Alison Bechdel, Fun Home.
Yes, it's thirteen years old now, and was actually turned into a stage show... what can I say, I'm behind the times. I've just read it.
***
The blurbs treated it as complex and subtle and unexpected: by the time I was a bit less than halfway through, I was pleased, but couldn't see what they were talking about. A relatively straightforward graphic novel of a difficult family situation, of a father-daughter conflict, with various literary echoes – yes, clearly intelligent people, but...
Even the drawing, though good, is relatively normal. I didn't see it as lifting off into anything remarkable.
Why was everyone saying this was so special?...
***
it was soon after that, around the midpoint, that I started to think: aha. Sudden pleasure, sudden surprise, at the beginning of a new chapter.
But we're back where we were already in the story, you already told this part, why are we –
Oh. Well actually this is kind of....
***
See, chapters in the second half return to points, return to times, return to subjects. But they change them in the telling, almost before I have time to wonder why we're back in this room, back with this conversation.
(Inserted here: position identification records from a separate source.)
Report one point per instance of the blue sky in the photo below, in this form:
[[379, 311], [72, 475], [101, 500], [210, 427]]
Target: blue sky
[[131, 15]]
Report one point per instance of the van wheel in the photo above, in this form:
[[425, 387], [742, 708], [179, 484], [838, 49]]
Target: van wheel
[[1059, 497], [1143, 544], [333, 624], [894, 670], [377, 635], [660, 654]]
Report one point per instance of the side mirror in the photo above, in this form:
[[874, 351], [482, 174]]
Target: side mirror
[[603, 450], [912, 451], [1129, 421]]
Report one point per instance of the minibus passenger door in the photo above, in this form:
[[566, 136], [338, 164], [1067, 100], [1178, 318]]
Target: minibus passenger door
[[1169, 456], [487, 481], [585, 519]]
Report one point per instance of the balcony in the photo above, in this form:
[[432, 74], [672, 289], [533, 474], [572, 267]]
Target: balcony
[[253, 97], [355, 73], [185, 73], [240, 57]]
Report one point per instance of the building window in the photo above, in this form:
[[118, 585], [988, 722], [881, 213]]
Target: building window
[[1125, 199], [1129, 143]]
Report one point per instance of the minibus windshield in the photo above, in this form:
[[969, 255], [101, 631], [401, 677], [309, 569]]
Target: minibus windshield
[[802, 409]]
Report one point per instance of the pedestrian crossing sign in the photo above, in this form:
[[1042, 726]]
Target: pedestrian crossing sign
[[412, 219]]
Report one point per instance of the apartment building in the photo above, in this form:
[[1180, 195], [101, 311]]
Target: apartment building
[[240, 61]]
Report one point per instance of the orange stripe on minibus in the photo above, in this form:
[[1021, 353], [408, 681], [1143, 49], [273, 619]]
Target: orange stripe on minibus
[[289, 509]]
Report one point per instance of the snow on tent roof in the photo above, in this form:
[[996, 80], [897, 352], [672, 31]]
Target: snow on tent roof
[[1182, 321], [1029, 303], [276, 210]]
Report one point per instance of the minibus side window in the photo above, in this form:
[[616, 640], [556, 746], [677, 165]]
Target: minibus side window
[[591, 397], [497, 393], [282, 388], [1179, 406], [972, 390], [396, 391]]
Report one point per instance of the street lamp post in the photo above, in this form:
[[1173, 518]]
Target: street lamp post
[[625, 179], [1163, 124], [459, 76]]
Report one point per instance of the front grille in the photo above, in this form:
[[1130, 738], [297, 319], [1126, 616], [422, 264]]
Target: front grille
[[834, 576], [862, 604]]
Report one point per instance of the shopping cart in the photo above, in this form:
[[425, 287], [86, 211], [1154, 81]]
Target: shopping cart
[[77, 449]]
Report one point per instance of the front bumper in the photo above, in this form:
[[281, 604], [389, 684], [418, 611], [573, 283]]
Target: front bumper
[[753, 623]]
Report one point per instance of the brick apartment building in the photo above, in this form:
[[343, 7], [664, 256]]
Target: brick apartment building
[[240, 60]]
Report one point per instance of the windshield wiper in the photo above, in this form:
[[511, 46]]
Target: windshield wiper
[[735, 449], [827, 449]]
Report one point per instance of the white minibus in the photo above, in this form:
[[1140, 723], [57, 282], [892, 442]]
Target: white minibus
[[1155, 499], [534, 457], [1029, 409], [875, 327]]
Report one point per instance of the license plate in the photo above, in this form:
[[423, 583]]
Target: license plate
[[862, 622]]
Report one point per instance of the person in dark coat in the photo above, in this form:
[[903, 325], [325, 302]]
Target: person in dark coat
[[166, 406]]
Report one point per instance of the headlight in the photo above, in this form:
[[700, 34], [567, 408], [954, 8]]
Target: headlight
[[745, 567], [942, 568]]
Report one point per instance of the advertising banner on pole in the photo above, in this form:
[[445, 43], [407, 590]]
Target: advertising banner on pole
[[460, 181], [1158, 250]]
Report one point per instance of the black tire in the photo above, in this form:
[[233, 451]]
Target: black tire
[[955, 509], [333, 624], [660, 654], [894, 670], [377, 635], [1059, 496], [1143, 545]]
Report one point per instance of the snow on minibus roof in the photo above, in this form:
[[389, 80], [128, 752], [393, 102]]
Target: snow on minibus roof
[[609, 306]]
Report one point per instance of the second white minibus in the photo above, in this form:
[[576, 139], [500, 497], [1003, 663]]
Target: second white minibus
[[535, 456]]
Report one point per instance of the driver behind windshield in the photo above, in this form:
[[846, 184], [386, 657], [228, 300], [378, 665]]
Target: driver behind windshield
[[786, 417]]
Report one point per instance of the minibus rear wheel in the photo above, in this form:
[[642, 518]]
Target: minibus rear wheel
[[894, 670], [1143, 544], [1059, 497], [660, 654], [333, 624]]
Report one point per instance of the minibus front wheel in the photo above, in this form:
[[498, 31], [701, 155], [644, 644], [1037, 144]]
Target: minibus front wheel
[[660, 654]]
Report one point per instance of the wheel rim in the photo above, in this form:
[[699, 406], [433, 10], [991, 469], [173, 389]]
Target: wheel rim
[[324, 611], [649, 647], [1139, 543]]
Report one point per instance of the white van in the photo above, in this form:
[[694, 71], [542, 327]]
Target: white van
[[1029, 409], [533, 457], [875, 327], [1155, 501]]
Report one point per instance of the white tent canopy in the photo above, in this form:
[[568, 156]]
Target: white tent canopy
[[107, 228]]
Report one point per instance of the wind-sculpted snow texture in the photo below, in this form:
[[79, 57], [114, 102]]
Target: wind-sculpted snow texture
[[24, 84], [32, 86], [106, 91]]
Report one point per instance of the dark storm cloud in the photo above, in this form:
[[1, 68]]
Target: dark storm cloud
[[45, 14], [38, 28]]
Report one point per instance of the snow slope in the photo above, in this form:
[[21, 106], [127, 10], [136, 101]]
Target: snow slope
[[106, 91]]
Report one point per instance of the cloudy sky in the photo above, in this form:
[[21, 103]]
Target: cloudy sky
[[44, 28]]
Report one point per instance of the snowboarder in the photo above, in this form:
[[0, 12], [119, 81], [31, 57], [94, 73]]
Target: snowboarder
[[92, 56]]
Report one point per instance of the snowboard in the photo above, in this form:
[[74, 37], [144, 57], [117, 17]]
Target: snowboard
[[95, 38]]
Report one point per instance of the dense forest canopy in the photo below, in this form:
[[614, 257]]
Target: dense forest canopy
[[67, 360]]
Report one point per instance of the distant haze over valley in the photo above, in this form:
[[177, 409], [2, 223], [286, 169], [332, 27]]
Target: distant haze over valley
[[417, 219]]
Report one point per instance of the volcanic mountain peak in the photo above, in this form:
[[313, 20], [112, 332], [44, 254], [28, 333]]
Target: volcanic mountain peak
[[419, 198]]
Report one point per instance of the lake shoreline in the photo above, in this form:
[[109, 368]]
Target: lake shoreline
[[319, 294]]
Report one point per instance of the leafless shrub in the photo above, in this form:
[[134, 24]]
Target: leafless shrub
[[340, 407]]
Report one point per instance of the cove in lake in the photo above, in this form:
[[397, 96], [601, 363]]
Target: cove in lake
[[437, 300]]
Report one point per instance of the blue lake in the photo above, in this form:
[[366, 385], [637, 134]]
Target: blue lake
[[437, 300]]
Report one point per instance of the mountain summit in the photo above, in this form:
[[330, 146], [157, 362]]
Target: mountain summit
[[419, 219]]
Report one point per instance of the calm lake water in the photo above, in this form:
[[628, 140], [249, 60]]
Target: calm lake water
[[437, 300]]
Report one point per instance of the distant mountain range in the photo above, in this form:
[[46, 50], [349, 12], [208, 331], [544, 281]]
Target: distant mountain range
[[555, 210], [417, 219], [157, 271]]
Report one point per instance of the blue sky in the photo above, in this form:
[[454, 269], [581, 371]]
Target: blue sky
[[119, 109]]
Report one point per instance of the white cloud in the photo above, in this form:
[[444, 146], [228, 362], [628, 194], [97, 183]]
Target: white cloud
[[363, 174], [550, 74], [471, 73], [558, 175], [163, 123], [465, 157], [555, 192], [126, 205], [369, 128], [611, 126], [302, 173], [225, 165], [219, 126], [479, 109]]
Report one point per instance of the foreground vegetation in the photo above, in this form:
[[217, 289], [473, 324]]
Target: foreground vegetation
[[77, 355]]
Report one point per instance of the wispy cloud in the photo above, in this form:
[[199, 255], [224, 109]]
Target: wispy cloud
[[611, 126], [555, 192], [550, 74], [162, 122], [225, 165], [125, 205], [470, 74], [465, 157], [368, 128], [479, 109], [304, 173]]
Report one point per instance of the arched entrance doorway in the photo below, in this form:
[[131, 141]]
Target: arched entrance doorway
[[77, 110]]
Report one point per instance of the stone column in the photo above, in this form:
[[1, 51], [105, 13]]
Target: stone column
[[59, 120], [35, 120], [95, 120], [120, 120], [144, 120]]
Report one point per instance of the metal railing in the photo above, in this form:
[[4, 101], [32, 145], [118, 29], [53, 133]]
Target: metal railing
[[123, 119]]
It feels a bit familiar, and the second or third time it happens, I think: this is psychoanalysis.
Or therapy, or journals, or self-exploration, but in any case...
***
Because I am still full of being a psychoanalyst – of the past ten years, of returning to the Jungian world, deciding to train in it, of being excited and enthusiastic, irritated and disoriented, passionately involved, disappointed and indignant – and admittedly I am still pompous and aggressive with it all....
(And when I am full of something, everyone for miles around knows it, of course. I exist at a fairly high volume, which is one reason – the other is the ruthless judgmental quality, for which I don't really apologize, at least not enough for many people who have known me – that I am disliked as much as liked. Though of course I can never really know the statistical balance between positive and negative votes, can I? because we never do...)
but in this phase, in what feels like my third life, my being inflated and pompous and aggressive with new power feels like... well, what do you expect, it's what happens.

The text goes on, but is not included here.